The Best of British Baseball


The other day I vented on twitter, "can't believe they're making golf an Olympic sport while baseball and softball aren't."

(Actually, it's kind of a good thing they got kicked out because it made the World Baseball Classic a top priority. It sucks for softball though.)

A Dutch friend of mine replied, "It's cause golf is played around the world and... well, the States aren't the world :P"

Oh, people. Especially Dutch people, who don't even know that their country has won the European Championship 20 times, or that it beat the Dominican Republic twice in the last World Baseball Classic. Let alone the fact that they play baseball.

Well, now that the Red Sox season is officially over, and I'll be following the MLB playoffs from afar, I'm returning my focus to baseball on this side of the world. (I currently live in the Netherlands.)

As most fans know, baseball is played in huge parts of Central and South America, and Southeast Asia. South Africa competes in the WBC, though they haven't been very successful. I've heard a little about baseball in Israel.

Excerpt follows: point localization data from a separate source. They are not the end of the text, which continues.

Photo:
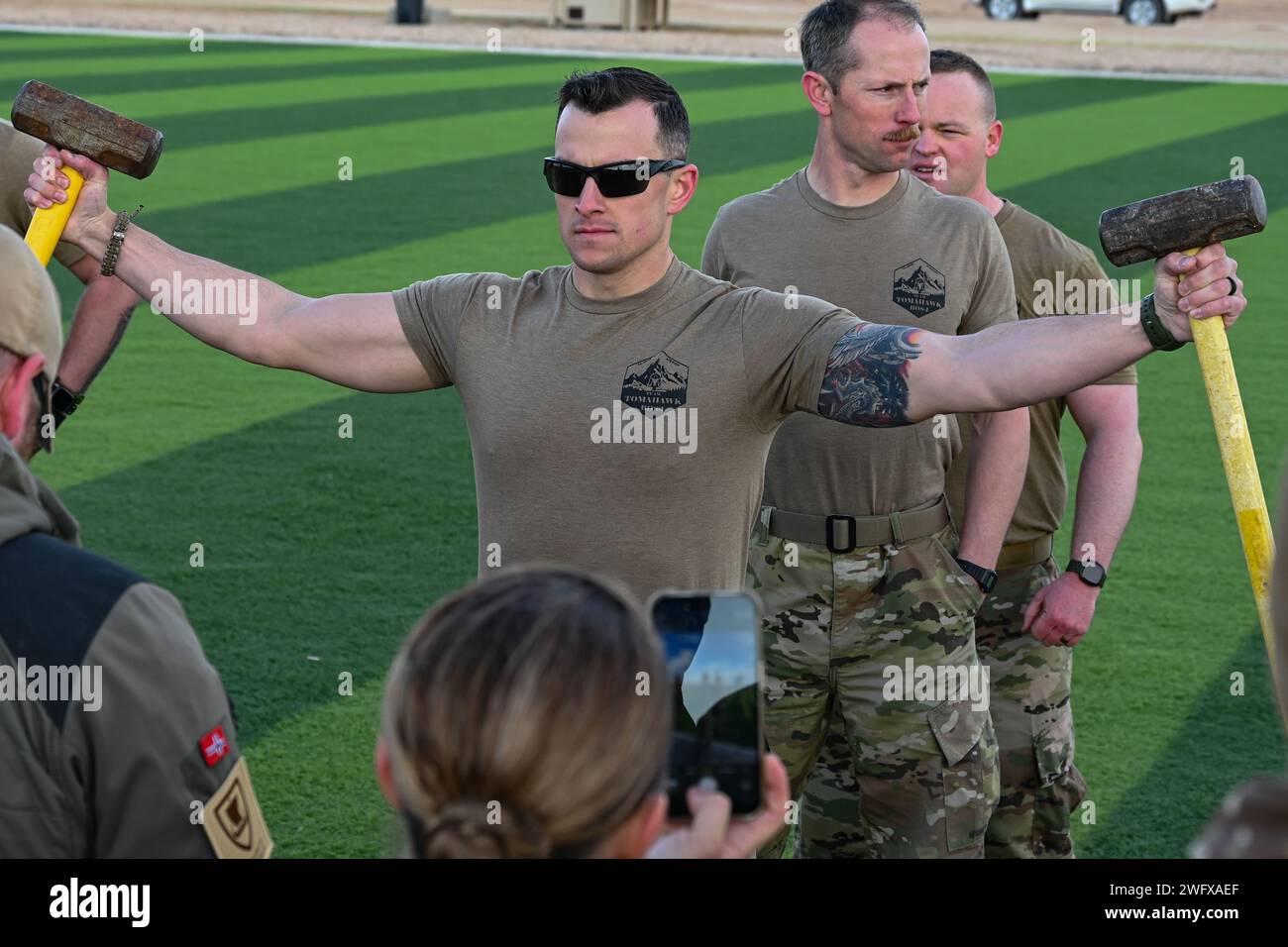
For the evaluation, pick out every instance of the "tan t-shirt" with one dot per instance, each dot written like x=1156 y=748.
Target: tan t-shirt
x=17 y=154
x=626 y=437
x=1050 y=269
x=912 y=258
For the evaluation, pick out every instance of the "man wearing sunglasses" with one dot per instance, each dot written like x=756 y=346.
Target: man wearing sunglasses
x=584 y=385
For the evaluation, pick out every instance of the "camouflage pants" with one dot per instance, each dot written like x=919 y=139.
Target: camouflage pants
x=841 y=634
x=1031 y=714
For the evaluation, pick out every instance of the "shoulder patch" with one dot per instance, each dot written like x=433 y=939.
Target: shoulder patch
x=233 y=821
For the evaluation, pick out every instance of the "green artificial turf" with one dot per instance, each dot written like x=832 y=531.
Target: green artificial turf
x=321 y=552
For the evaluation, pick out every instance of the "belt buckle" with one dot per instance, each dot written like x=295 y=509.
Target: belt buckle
x=854 y=528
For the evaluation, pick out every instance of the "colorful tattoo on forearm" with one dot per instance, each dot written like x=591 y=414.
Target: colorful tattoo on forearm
x=867 y=376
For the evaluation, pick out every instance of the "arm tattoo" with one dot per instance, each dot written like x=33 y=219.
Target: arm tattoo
x=866 y=380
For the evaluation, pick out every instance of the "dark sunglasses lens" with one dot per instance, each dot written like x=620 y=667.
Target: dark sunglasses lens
x=566 y=182
x=622 y=182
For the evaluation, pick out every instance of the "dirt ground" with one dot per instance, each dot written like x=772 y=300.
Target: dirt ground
x=1239 y=38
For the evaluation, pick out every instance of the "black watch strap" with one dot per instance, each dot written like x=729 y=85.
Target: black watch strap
x=987 y=579
x=1093 y=574
x=63 y=401
x=1155 y=331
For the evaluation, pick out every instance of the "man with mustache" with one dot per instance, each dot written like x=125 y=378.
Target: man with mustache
x=855 y=560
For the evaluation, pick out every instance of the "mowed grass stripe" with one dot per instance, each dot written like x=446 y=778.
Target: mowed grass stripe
x=1146 y=123
x=313 y=544
x=416 y=146
x=262 y=65
x=342 y=812
x=167 y=58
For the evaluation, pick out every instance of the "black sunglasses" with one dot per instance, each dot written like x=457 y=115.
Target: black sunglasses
x=618 y=179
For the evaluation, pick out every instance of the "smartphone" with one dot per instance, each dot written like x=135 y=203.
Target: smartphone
x=715 y=677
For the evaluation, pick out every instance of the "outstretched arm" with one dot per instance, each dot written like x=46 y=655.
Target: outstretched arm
x=352 y=339
x=892 y=375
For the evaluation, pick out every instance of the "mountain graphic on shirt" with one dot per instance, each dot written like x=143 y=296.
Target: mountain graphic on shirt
x=918 y=287
x=657 y=381
x=921 y=283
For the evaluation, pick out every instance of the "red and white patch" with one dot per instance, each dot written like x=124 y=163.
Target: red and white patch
x=214 y=746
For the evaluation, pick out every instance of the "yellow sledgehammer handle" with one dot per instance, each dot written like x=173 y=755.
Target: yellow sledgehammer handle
x=1240 y=463
x=47 y=226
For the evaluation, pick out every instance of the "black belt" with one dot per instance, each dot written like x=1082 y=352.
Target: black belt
x=844 y=534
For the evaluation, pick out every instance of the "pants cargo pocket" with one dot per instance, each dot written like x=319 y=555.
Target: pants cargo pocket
x=971 y=785
x=1060 y=787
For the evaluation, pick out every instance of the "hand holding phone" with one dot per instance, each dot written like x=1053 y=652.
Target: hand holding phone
x=716 y=680
x=712 y=834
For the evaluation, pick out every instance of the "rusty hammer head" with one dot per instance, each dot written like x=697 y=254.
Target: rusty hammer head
x=81 y=127
x=1183 y=221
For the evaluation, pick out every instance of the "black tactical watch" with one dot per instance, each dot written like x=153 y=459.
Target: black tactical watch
x=1093 y=575
x=987 y=579
x=63 y=401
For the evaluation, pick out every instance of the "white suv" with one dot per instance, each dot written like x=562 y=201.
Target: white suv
x=1134 y=12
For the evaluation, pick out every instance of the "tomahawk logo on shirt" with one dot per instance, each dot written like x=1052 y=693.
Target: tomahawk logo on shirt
x=657 y=381
x=651 y=407
x=918 y=287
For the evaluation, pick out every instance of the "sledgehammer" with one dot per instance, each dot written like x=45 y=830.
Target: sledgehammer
x=65 y=121
x=1179 y=222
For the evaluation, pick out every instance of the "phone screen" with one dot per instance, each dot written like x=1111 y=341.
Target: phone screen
x=712 y=655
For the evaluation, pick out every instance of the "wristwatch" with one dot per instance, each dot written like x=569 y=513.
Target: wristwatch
x=1093 y=575
x=63 y=401
x=987 y=579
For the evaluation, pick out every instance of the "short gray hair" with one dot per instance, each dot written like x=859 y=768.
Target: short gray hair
x=827 y=29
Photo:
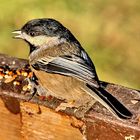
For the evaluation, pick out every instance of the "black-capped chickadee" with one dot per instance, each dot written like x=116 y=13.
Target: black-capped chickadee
x=63 y=67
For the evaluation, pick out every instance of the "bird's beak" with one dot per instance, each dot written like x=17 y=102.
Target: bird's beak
x=18 y=34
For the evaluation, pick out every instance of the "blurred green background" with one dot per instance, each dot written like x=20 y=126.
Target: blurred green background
x=109 y=31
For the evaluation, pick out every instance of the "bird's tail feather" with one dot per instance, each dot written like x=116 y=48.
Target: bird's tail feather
x=110 y=102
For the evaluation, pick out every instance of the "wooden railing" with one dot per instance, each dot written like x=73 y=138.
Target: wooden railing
x=35 y=119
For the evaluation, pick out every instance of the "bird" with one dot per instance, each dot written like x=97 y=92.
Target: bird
x=63 y=67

But very few people seem to be aware of baseball in Europe, and then if they are, even fewer seem to take it seriously. (Hopefully those Dutch upsets of the DR are changing that.)

But today, as I sifted through blogs I follow on my dashboard, I came across an entry on Baseball GB about the first inductees to the British Baseball Hall of Fame.

A little more research, and what can I say? Surely nothing more than they can at those links.

But boy is it exciting to see the game spreading and growing like this. Congratulations to British Baseball and its fans!

Saturday, April 25, 2009

Baseball, Amsterdam Time - Part II

Or, How To Be A Nocturnal Baseball Fan


This entry is a little out of place here, because I published Part I on my other blog last October: dealing with baseball games at inconvenient times. If the game starts at 7.05 PCT, then I can get up at 4:30 a.m. and still catch the last few innings. If it's a day game, I can watch it here at 7 p.m. if it takes place on the West Coast, or 10 if it's on the East Coast - both entirely doable.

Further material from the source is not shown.